A chaud : Stravinski sous la pyramide

Expérience puissante ce soir au Louvre : Pierre Boulez a dirigé L'Oiseau de feu sous la pyramide.
Le chef d'orchestre connu mondialement a donc fait don de son temps et de son talent aux 2000 personnes assises par terre, sous le ciel parisien, avec l'orchestre de Paris sous sa direction.
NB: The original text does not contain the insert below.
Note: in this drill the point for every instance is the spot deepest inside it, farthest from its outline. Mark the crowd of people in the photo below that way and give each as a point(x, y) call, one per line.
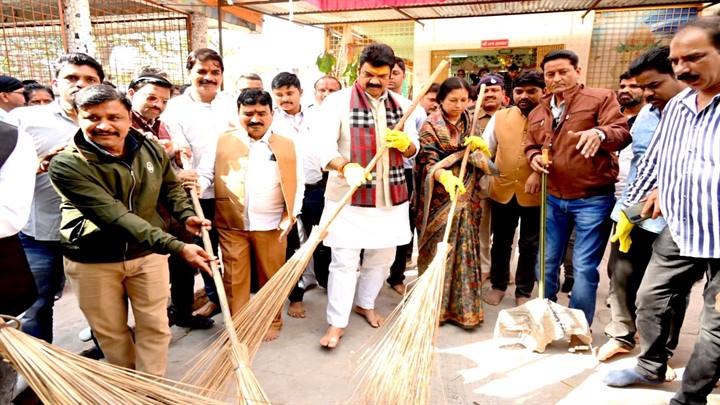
point(96, 186)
L'impression de cette foule rassemblée pour de la musique classique, qui plus est pour une oeuvre un peu difficile, cette pyramide illuminée successivement de rouge, de jaune, de vert, tout ceci a conféré au concert une touche magique. Des jeunes, des moins jeunes, un bébé, qui a largement exprimé son opinion pendant le Premier tableau... Et puis Stravinski. Son oeuvre imagée, puissante... On sursaute à un enflement soudain de l'orchestre, à cette musique parfois brutale et primitive. Puis on s'attendrit sur une mélodie sinueuse pleine de douceur et d'élégance. Et quoi qu'il arrive, on frissonne.
Le souffle de la partition est parfaitement rendu par l'Orchestre de Paris, qui a joué avec justesse et subtilité. Boulez a bien su donné à son public la véritable dimension de cette oeuvre majeure, et pourtant premier ballet du jeune Stravinski. Il m'a semblé que la foule (moi comprise) a mis une bonne dizaine de minutes à rentrer dans l'oeuvre, car le vrai silence a mis ce temps à s'étendre. Mais une fois entrés dans l'atmosphère, nous avons tous vécu ces quelques minutes au rythme lumineux, drôle et vibrant de la musique de Stravinski.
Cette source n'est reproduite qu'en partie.